新リーダーの一人であるウィル・コーコラン氏はX(旧Twitter)で、「プロトコル・クラスターの新しい章が始まる」と述べました。バルナベ・モノ氏とティム・ベイコ氏が財団を去り、アレックス・ストークス氏がサバティカル休暇に入る中、コーコラン氏、ケブ・ウェダーバーン氏、そしてフレドリックとして知られる開発者がリーダーシップを引き継ぎます。
Glamsterdamアップグレードの中心となるのはいくつかの主要な改善点であり、特に「エンシュラインド・プロポーザー・ビルダー分離(ePBS)」が注目されています。これは、最大抽出可能価値(MEV)の処理方法を改善するために設計されたメカニズムです。この提案は、バリデーターがより安全にブロック構築を外部委託できるようにすることで、MEVに紐づく中央集権化のリスクを軽減することを目指しています。開発者はまた、実行効率を向上させるために「ブロックレベル・アクセスリスト(BAL)」を導入しており、ベースレイヤーでの2億ガスのフロア(最低基準)をサポートするための作業も継続しています。
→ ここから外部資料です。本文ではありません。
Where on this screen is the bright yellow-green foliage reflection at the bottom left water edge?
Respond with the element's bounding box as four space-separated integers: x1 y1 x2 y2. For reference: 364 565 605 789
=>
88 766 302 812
しかし、これらの進展は市場のポジティブな反応を呼び起こすには至りませんでした。ETHは2,300ドルの節目を割り込み、テクニカルチャートでは相対力指数(RSI)が51となり、勢いの衰えを示しています。売りが続く場合、最初のサポートは2,274ドル付近の50日指数平滑移動平均線(EMA)と予測され、さらに下抜けると2,211ドルや2,108ドルの水準が意識されます。当面のレジスタンスは2,354ドル付近の100日EMAにあります。
アップグレードへの企業の関心
イーサリアムの技術ロードマップの重要性は、シャープリンク・ゲーミング(SharpLink Gaming)の最近の第1四半期決算説明会でも強調されました。多額のETHを保有する同社は、金融インフラにおけるプロトコルの長期的役割を強調しました。
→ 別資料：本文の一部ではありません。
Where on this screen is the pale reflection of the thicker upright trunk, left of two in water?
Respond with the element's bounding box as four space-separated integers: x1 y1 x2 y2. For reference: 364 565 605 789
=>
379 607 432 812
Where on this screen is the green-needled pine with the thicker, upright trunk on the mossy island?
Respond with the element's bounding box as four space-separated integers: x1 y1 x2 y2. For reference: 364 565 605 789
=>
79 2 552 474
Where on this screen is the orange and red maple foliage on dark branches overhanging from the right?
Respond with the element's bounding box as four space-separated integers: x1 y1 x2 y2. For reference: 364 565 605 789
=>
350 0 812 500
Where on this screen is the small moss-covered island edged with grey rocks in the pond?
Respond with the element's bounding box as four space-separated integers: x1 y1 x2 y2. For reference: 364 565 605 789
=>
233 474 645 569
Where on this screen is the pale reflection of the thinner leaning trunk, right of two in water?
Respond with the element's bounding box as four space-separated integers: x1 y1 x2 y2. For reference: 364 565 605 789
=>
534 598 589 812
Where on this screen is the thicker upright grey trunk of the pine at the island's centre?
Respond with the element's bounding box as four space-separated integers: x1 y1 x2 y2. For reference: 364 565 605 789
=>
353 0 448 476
シャープリンクの会長でありイーサリアムの共同創設者でもあるジョー・ルービン氏は、最近のアップグレードや今後のGlamsterdamハードフォークが、ブロック処理の改善やレイヤー1のスループット向上をサポートするために極めて重要であると言及しました。この議論は、短期的な価格変動が激しい中でも、企業が自社の戦略を支えるためにネットワークの基盤開発をいかに注視しているかを浮き彫りにしました。
この記事は情報提供のみを目的としており、投資アドバイスを構成するものではありません。